The stakes couldn’t be higher for people living in active conflict. It is vital that we seek out their perspectives and views on how to prevent and transform conflict and build peace in their communities.
Clearly, asking for feedback through pre-recorded messages is not a route we should ever go down when asking difficult questions. Our research needs to be sensitive and carefully considered in the way that we (usually external organisations and agencies) try to understand the context, the perspectives of people living through conflict, the power dynamics at play and crucially, the changes needed to make things better.
When we speak to participants, we need to be clear about the purpose of our research and involve a range of people in the planning and design to ensure it is relevant and useful to them. Once the research is done, we need to get better at going back to research participants to let them know the outcomes. This type of research is known as practice or action research.
There are many barriers to consider both for researchers and those participating in the research. From issues of access and security to difficult decisions of sample size and the ethical challenges of asking people to describe experiences that may be traumatic, personal or risky – there is no shortage of factors we need to take into account.
1. Use the research process as a peacebuilding opportunity and not just a means to an end (the ‘end’ being the research paper that lands on someone’s desk or in our inboxes). We need to carefully consider our research methods, accountability and ethical frameworks to make sure we are getting the most out of opportunities to build trust and support peacebuilding efforts.

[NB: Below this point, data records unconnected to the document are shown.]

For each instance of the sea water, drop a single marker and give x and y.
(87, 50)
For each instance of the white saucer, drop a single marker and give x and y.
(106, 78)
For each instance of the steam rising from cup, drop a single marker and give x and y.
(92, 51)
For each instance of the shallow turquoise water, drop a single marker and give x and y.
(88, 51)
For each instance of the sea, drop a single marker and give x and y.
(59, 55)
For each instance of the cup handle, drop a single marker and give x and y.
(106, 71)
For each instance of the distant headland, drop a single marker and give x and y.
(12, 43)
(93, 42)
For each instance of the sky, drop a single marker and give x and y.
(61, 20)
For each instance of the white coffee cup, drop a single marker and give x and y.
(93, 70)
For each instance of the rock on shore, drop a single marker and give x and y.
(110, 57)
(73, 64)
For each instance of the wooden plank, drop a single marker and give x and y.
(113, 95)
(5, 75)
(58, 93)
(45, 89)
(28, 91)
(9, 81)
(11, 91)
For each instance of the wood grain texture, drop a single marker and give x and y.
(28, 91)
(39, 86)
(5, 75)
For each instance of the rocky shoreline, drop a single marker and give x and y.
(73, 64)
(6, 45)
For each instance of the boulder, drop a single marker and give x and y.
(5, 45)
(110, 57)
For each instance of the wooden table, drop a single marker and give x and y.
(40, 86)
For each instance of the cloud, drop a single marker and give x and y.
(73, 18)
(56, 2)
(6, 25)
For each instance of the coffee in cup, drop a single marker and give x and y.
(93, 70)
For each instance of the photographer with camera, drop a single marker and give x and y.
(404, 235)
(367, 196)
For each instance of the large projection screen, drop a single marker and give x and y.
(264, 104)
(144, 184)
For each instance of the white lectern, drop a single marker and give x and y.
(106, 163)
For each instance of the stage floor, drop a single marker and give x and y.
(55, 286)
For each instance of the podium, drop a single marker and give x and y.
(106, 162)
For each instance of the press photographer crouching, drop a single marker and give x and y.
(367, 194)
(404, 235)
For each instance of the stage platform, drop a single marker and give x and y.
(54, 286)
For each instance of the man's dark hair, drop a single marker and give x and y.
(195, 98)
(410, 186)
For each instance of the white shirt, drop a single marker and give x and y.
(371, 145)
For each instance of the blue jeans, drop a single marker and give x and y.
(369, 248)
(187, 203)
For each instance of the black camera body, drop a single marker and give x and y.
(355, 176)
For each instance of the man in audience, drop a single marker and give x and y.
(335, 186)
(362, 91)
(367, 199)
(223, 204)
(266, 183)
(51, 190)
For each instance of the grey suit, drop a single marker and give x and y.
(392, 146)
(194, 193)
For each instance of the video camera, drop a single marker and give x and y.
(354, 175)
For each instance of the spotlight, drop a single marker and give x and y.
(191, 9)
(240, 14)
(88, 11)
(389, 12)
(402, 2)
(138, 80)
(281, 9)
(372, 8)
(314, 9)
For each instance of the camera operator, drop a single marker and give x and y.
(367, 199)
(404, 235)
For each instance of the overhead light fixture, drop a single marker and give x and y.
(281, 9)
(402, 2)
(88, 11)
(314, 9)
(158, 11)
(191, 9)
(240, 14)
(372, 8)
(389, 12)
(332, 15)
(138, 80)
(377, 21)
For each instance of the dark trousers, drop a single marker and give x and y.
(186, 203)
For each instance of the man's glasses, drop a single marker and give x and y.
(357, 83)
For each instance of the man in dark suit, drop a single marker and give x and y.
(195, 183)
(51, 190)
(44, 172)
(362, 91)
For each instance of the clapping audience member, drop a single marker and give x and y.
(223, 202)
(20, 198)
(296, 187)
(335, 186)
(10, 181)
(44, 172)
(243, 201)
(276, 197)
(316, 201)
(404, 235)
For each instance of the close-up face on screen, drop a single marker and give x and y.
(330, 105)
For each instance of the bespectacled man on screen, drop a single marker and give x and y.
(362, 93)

2. Put duty of care to research participants at the heart of what we do and make sure there are clear ethical and accountability standards in place. These should be shared and understood by the researchers and research participants. We are accountable to the people we are interviewing and need to keep this foremost in our minds in order to minimise any distress to those asking or answering the questions.
3. Be balanced and responsible to donors and research participants. Accountability to donors who fund our research is undeniably important, but we need to balance this with responsibility to research participants. The push for results can lead to over-promising on the number of research products an organisation commits to. Short time-frames and limited budgets for participatory research worsen already difficult and time-sensitive work. This may mean reducing the number of research outputs to allow proper time for the research process and for meaningful participation.
4. Be clear about the purpose of research and how it affects local people. It may be that the best decision is not to undertake the research at all, for example if there is ‘research fatigue’ among a population or if the research will be overly extractive – meaning that the research takes information without giving back to the communities. This blog contends that all research is extractive to a degree, so we should focus on minimising this as much as possible.
5. Apply validity criteria to increase confidence in the process and in the final outputs of the research. A framework for action research used by the Institute of Development Studies, emphasises good relations, practical outcomes, scientific rigour, addressing significant problems and enduring consequence. It provides a rubric against which we can measure the validity of practical research and allows us to check in at regular intervals to question areas such as research methods, partnership models and analysis. The criteria can help assess, for example, how many participants need to be interviewed for a piece of qualitative research to be considered valid and rigorous.
Putting people and change at the heart of research
Saferworld, International Alert and Conciliation Resources are collaborating through the Peace Research Partnership
, to put people and positive change at the heart of practice research in conflict contexts around the world. We believe this approach is more likely to lead to ‘new’ and applicable knowledge – providing evidence that supports a reduction in violence through addressing the underlying drivers of conflict. It is grounded in our work with people living through conflict to provide immediate support and contribute to longer-term change and solutions. Learning as we go (including from those outside the peacebuilding sector such as academics) through challenging and interrogating our own assumptions and approaches is crucial to improve our own practice. Through this learning approach we aim to provide more targeted support, and to enable and empower those living through conflict.
Discussions within the Peace Research Partnership
, and between the wider practitioner community, representatives from academia and the UK government are crucial to bridge the academic and practice research divide because both are needed. Both are valuable tools that provide evidence of what fuels or minimises drivers of conflict so this knowledge can be fed back into decision-making and peace and stability can be built and sustained.
As we look forward, we hope to continue to find spaces for shared reflection and honest debate about how best to conduct research that puts people and peaceful change at its heart.